Таксист затормозил у церкви. Рядом с ней был дом с треугольной крышей и треугольным на колонках крыльцом. На крыльце горит фонарь, под ним ромашки, от жары имевшие спекшийся вид. У крыльца береза и кокосовая пальма. Вдоль забора Саша разглядел кусты помидоров и ровненькие ряды картошки.
Киприот повернулся к нему и серьезно сказал:
- Значит, Бог пришел нас забрать? А вдруг я ему не нужен? А если он меня не примет?
- Если хоть один человек вас принимает, значит, и Бог вас примет. Ведь Бог добрее любого человека, - ответил Саша.

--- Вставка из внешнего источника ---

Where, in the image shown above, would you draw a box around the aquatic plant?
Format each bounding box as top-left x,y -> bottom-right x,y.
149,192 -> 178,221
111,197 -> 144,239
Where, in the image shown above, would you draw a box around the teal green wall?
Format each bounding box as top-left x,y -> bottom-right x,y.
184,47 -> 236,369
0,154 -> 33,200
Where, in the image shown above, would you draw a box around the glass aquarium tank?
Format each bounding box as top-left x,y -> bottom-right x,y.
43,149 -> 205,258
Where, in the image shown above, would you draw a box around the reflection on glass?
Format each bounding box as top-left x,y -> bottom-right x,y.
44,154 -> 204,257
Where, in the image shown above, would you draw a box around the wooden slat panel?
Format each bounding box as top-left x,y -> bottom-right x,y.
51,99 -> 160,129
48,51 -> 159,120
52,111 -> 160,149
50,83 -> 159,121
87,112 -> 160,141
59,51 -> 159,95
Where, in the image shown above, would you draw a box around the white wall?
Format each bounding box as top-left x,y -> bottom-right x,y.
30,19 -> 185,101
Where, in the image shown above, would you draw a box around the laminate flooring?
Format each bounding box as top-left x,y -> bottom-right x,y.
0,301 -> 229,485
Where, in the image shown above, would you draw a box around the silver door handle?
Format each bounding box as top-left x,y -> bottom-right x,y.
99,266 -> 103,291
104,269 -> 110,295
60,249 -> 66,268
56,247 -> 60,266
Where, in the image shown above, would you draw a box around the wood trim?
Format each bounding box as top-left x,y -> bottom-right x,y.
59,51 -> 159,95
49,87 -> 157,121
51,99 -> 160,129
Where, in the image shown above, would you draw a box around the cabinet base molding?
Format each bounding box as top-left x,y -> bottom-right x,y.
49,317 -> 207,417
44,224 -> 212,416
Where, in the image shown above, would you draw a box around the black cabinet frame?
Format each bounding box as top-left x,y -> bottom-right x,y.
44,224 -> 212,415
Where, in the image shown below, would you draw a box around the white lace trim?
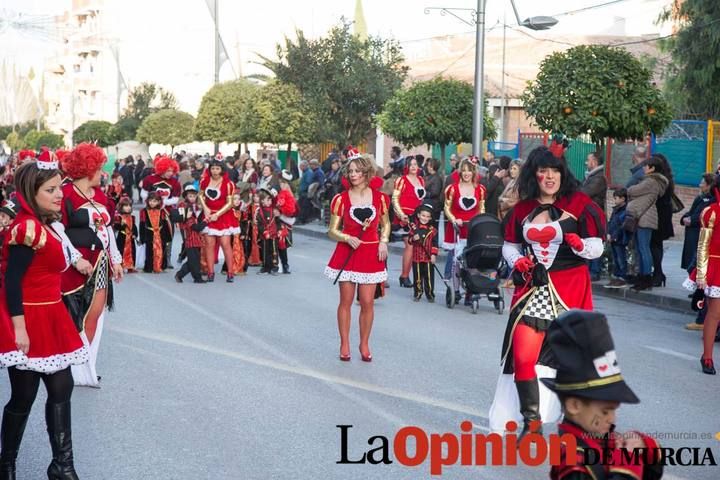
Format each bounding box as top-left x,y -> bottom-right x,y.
15,345 -> 89,373
201,227 -> 240,237
0,350 -> 27,368
325,267 -> 387,284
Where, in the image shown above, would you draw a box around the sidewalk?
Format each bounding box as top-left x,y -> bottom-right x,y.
293,221 -> 694,315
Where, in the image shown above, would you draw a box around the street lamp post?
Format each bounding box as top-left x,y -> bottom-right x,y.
425,0 -> 558,157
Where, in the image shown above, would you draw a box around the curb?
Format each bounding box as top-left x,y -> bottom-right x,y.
593,285 -> 695,315
293,225 -> 694,315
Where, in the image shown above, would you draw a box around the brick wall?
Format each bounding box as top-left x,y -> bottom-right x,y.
607,185 -> 700,241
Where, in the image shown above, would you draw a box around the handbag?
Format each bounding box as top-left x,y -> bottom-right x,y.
622,215 -> 640,233
670,192 -> 685,213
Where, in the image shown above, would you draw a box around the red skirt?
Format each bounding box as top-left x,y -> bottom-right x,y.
0,300 -> 88,373
0,290 -> 27,368
202,210 -> 240,237
325,242 -> 387,284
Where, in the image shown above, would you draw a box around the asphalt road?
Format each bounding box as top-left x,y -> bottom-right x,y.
0,231 -> 720,480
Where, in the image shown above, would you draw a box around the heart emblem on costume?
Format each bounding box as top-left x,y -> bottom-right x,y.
350,206 -> 375,225
205,187 -> 220,200
460,197 -> 477,210
527,226 -> 557,248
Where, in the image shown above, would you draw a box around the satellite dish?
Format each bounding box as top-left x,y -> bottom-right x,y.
520,16 -> 558,30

Дверь с прицепленным венком распахнулась, прервав их разговор, и на крыльце вырос дородный мужчина. Борода лопатой, плохо стриженая. Одет в черную рясу, из-под рясы джинсы торчат. Ряса подпоясана толстым кожаным ремнем с роскошной бляхой "Харлей-Девидсон".
- Отец Михаил?.. - неопределенным тоном спросил Саша, а киприот объяснил:
- Он в России ни дня не жил.
- Да? - тот оглянулся на свежеокученную картошку.
- Я точно знаю, - прибавил таксист, - я во всех церквях бывал.
Саша вылез из машины и вспомнил о деньгах - деньги-то забыл снять! Таксист приостановился: он подумал о том же самом. Саша вывернул карман, высыпал на ладонь мелочь и густо покраснел. Водитель пристально посмотрел на него и махнул рукой:
- Отдашь в другой раз, киприот! - и укатил.
- В `избу-то взойдёте? - благодушно воззвал священник. - Пожалуйте, закусим!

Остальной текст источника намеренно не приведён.